Así ocurre en la vida espiritual. La ofensa, el rechazo, el miedo, la culpa o la traición pueden tocar nuestra vida, pero no deben quedarse en nuestro corazón. El verdadero peligro no es el ataque, sino permitir que el veneno permanezca y afecte nuestra fe y nuestro propósito.

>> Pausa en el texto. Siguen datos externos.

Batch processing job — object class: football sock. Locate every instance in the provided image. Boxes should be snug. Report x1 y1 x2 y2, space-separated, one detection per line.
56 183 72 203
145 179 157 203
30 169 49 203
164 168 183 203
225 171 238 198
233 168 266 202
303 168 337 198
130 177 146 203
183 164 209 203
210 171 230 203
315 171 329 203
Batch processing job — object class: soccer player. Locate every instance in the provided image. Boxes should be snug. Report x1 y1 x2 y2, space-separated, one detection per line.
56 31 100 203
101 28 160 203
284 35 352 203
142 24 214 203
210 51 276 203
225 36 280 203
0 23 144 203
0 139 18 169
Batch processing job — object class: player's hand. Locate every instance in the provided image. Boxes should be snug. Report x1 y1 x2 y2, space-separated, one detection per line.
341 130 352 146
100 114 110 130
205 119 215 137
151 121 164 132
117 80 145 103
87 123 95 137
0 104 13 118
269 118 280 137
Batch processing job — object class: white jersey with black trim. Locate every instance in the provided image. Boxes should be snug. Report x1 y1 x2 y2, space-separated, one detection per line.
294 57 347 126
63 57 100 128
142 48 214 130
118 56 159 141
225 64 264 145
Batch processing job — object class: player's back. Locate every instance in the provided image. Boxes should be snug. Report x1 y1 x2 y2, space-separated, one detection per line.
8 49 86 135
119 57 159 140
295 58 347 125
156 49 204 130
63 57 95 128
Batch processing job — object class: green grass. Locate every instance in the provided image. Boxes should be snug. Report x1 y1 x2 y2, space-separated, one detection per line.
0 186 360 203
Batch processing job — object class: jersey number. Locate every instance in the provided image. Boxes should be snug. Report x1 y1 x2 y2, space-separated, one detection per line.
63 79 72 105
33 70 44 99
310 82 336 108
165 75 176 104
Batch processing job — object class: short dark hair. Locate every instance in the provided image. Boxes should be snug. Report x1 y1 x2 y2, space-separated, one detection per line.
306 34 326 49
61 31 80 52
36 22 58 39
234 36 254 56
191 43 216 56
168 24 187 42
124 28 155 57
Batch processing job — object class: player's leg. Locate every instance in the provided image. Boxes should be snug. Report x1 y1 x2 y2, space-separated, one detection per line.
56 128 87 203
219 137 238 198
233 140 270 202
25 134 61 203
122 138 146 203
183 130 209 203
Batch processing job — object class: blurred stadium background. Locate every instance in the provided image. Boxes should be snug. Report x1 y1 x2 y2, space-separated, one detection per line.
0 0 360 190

Lo que te mordió no tiene autoridad para definir tu destino. Dios no permitió que la serpiente detuviera a Pablo, y tampoco permitirá que el veneno de tus heridas detenga el propósito que ha puesto en ti.
Hoy Dios te dice:
¡Sacúdete!
Sacúdete de la culpa, del miedo, de la amargura, del rencor, del rechazo, del orgullo, de la soberbia, de la Rebeldia y de todo aquello que intenta paralizarte. No permitas que el veneno permanezca donde Dios quiere que fluya vida.
Lo que no sacudes, puede terminar envenenándote; pero lo que entregas a Dios pierde el poder de detener tu propósito.